Les recours de l’opposition turque contre les résultats du référendum constitutionnel de dimanche seront examinés dans la journée de mercredi, a annoncé le président de la Commission électorale cité par la chaîne de télévision NTV.
Le scrutin a validé de justesse la réforme constitutionnelle voulue par le président Recep Tayyip Erdogan, qui fait passer la Turquie d’un régime parlementaire à un régime présidentiel. Mais la victoire étriquée du « oui », à 51,4% selon des résultats préliminaires, est contestée par l’opposition, qui dénonce des pressions et des irrégularités.
Le Parti républicain du peuple (CHP, laïque), principale force de l’opposition, a saisi la commission électorale dès mardi.
Interrogé mercredi par le quotidien Hurriyet, son porte-parole Sayek Boke n’a pas exclu que le CHP se retire du Parlement en signe de protestation. « Nous ne reconnaissons pas le résultat du référendum », a-t-il dit. « Il ne fait aucun doute que nous exercerons tous nos droits démocratiques contre ce résultat », a-t-il ajouté, réclamant une nouvelle consultation.
Le Parti démocratique des peuples (HDP, pro-Kurdes) a également déposé un recours mercredi.

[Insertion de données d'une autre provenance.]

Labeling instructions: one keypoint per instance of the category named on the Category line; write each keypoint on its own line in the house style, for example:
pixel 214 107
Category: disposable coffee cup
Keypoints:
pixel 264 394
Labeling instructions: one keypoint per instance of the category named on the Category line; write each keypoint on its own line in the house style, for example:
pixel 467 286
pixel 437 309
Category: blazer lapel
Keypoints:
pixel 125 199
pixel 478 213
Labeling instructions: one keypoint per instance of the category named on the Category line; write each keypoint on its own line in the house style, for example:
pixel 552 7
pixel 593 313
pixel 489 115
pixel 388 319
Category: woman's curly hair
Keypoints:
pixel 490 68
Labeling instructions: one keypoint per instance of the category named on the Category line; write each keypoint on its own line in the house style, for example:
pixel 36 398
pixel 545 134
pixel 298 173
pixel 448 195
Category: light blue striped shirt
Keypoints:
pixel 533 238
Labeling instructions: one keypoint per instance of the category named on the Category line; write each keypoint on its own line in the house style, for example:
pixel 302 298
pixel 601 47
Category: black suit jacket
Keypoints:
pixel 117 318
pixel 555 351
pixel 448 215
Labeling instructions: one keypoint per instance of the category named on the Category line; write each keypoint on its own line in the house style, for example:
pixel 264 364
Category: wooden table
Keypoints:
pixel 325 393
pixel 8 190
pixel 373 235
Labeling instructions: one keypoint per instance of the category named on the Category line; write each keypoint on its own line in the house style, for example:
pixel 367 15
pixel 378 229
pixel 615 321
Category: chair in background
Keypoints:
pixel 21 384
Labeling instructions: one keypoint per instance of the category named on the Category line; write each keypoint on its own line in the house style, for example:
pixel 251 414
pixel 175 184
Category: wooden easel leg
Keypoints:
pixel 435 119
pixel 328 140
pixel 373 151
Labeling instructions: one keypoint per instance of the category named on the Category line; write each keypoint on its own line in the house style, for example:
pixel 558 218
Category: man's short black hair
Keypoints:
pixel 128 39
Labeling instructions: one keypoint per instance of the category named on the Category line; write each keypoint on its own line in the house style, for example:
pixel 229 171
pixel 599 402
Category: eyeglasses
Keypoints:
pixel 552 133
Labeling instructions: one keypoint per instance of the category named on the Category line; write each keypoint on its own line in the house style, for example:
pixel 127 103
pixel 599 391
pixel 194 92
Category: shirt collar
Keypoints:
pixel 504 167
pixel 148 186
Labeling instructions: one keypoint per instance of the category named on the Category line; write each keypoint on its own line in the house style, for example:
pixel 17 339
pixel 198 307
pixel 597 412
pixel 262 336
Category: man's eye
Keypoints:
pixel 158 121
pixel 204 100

Son vice-président, Mithat Sancar, estime que le déroulement de la campagne référendaire, sous état d’urgence et avec la détention des deux co-présidents du HDP, a faussé le scrutin.
Il a également dénoncé l’inégalité dans le traitement médiatique de la campagne et estimé qu’en décidant in extremis d’autoriser le dépouillement des bulletins qui n’avaient pas été tamponnés par des scrutateurs, la commission électorale s’est privée de la possibilité de déterminer si des bulletins nuls ou faux avaient été pris en compte.
Controverse
« Ce référendum restera à jamais controversé », a déclaré Mithat Sancar à la presse. « On ne peut pas procéder à un changement de notre système politique sur un référendum si controversé et si partial », a-t-il ajouté.
Deux missions d’observateurs européens, émanant du Conseil de l’Europe et de l’OSCE (Organisation pour la sécurité et la coopération en Europe), ont également pointé une série d’irrégularités plaçant selon elles le référendum en deçà des normes internationales en matière de démocratie.
Alev Korun, membre autrichienne de la mission d’observateurs du Conseil de l’Europe, a dit que jusqu’à 2,5 millions de bulletins pourraient être concernés par les soupçons de manipulation. Ce nombre représente près du double de la marge de victoire du « oui ».
Quant au président du barreau turc, Metin Feyzioglu, il a jugé impossible de connaître l’ampleur de la fraude, si fraude il y a eu. « La seule preuve qu’un (bulletin de vote) n’a pas été apporté de l’extérieur, c’est sa validation par un tampon officiel en temps et en heure. Il n’y a pas d’autre preuve (…). Si l’on fait preuve d’imagination, on peut écrire tous les scénarios d’irrégularités possibles », a dit Feyzioglu, qui appartient au CHP.
Le ministre turc des Affaires étrangères, Mevlut Cavusoglu, a déclaré que le rapport de l’OSCE contenait plusieurs erreurs qui selon lui ont été ajoutées sciemment. « Le rapport de l’OSCE n’a aucune fiabilité car ses observations manquent d’objectivité et sont extrêmement partiales », a-t-il dit lors d’une conférence de presse à Ankara. Le premier ministre, Binali Yildirim, a jugé pour sa part que les recours contre les résultats étaient un droit. Il a toutefois ajouté qu’appeler les Turcs à manifester ne l’était pas.